S’il était permis de révéler la turpitude de gens à qui l’on doit le plus sincère respect, je dirais ici que Newton, le grand Newton, a trouvé dans l’Apocalypse que le pape est l’antechrist, et bien d’autres choses de cette nature ; je dirais qu’il était arien très-sérieusement. Je sais que cet écart de Newton est à celui de mon autre géomètre comme l’unité est à l’infini : il n’y a point de comparaison à faire. Mais quelle pauvre espèce que le genre humain, si le grand Newton a cru trouver dans l’Apocalypse l’histoire présente de l’Europe !
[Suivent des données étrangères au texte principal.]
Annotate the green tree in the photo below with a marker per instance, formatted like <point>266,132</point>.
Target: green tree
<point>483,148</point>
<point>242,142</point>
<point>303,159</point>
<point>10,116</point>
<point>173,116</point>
Il semble que la superstition soit une maladie épidémique dont les âmes les plus fortes ne sont pas toujours exemptes. Il y a en Turquie des gens de très-bon sens, qui se feraient empaler pour certains sentiments d’Abubeker. Ces principes une fois admis, ils raisonnent très-conséquemment ; les navariciens, les radaristes, les jabaristes, se damnent chez eux réciproquement avec des arguments très-subtils ; ils tirent tous des conséquences plausibles, mais ils n’osent jamais examiner les principes.

Quelqu’un répand dans le monde qu’il y a un géant haut de soixante et dix pieds ; bientôt après tous les docteurs examinent de quelle couleur doivent être ses cheveux, de quelle grandeur est son pouce, quelles dimensions ont ses ongles : on crie, on cabale, on se bat ; ceux qui soutiennent que le petit doigt du géant n’a que quinze lignes de diamètre font brûler ceux qui affirment que le petit doigt a un pied d’épaisseur. « Mais, messieurs, votre géant existe-t-il ? dit modestement un passant. — Quel doute horrible ! s’écrient tous ces disputants ; quel blasphème ! quelle absurdité ! » Alors ils font tous une petite trêve pour lapider le passant ; et après l’avoir assassiné en cérémonie, de la manière la plus édifiante, ils se battent entre eux comme de coutume au sujet du petit doigt et des ongles.